Layr-Labs / eigenda

Secure, high-throughput, and decentralized Data Availability
220 stars 168 forks source link

[1/N][GPU encoder] Add benchmarking code and refactor encoding module #715

Closed dmanc closed 1 month ago

dmanc commented 1 month ago

Why are these changes needed?

Adds benchmarking code under encoding/bench. Run make benchmark_cpu to run a benchmark with the default settings. The command outputs a file called benchmark_results.json that has a list of encode times for each run.


    flag.StringVar(&config.OutputFile, "output", "benchmark_results.json", "Output file for results")
    flag.Uint64Var(&config.BlobLength, "blob-length", 1048576, "Blob length (power of 2)")
    flag.Uint64Var(&config.NumChunks, "num-chunks", 8192, "Minimum number of chunks (power of 2)")
    flag.Uint64Var(&config.NumRuns, "num-runs", 10, "Number of times to run the benchmark")
    flag.StringVar(&config.CPUProfile, "cpuprofile", "", "Write CPU profile to file")
    flag.StringVar(&config.MemProfile, "memprofile", "", "Write memory profile to file")
    flag.BoolVar(&config.EnableVerify, "enable-verify", false, "Verify blobs after encoding")

The PR also refactors the code in order to support GPU based components in the future. Separating out the ideas present in into multiple PRs.
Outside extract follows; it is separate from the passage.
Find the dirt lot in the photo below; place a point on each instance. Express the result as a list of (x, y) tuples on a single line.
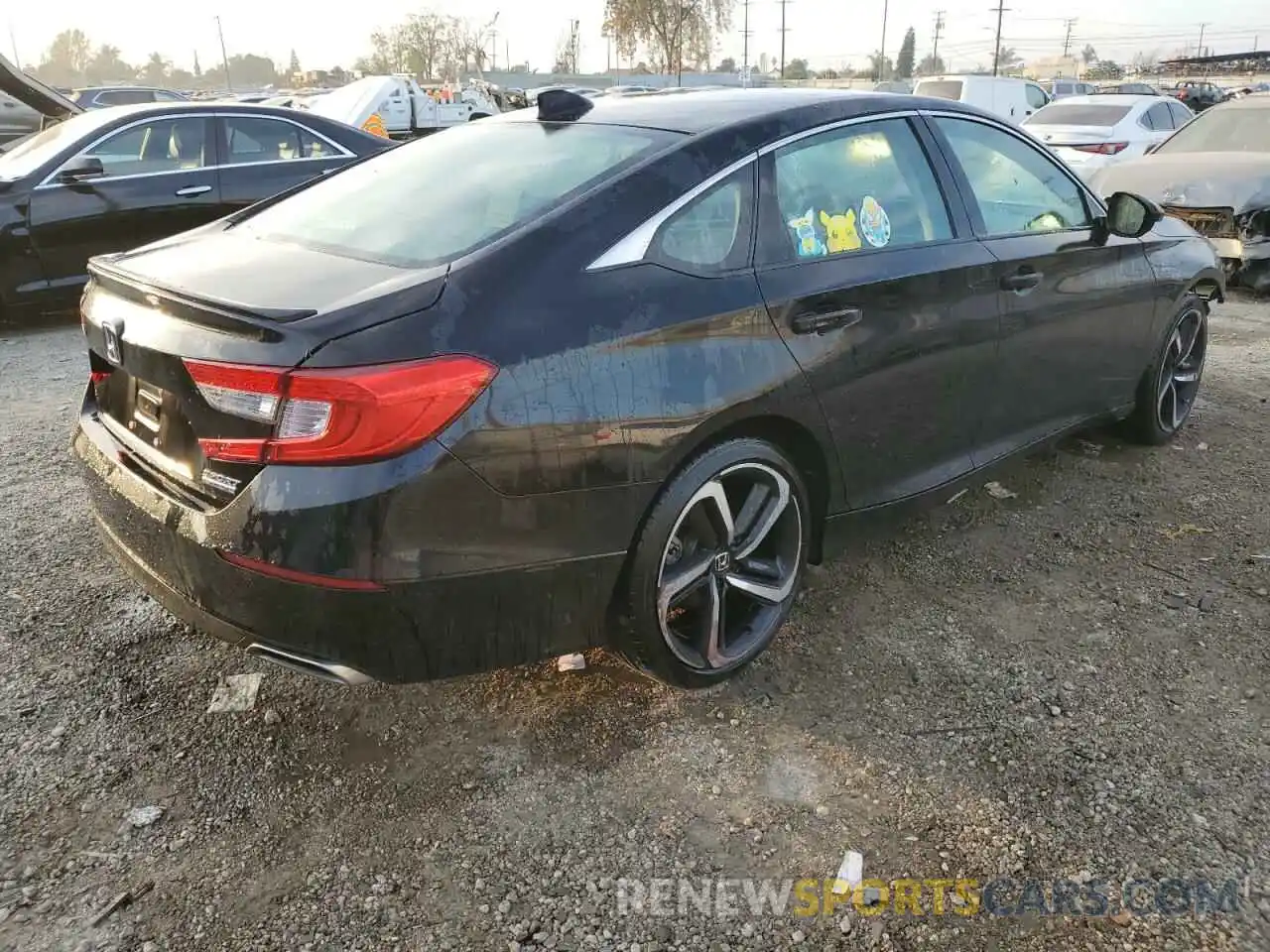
[(1070, 683)]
Got the following result on a g6.4xlarge (only using the CPU code)

| Encoded Blob Size | Num Chunks | Chunk Len | Encoding time (avg 10 runs) | Dominant factor |
| 32768             | 8192       | 1         | 12.774s                   | Multiproof fft1 |
| 65536             | 8192       | 2         | 12.853s                   | Multiproof fft1 |
| 131072            | 8192       | 4         | 12.969s                   | Multiproof fft1 |
| 262144            | 8192       | 8         | 13.099s                   | Multiproof fft1 |
| 524288            | 8192       | 16        | 13.360s                   | Multiproof fft1 |
| 1048576           | 8192       | 32        | 13.765s                   | Multiproof fft1 |
| 2097152           | 8192       | 64        | 14.496s                   | Multiproof fft1 |
| 4194304           | 8192       | 128       | 15.803s                   | Multiproof fft1 |
| 8388608           | 8192       | 256       | 18.043s                   | Multiproof fft1 |
| 16777216          | 8192       | 512       | 24.041s                   | Multiproof msm  |
| 33554432          | 8192       | 1024      | 29.168s                   | Multiproof msm  |

In addition, at the larger blob sizes the reed solomon encoding also becomes a dominant factor which suggest we should focus on accelerating ComputeMultiFrameProof and ExtendPolyEval.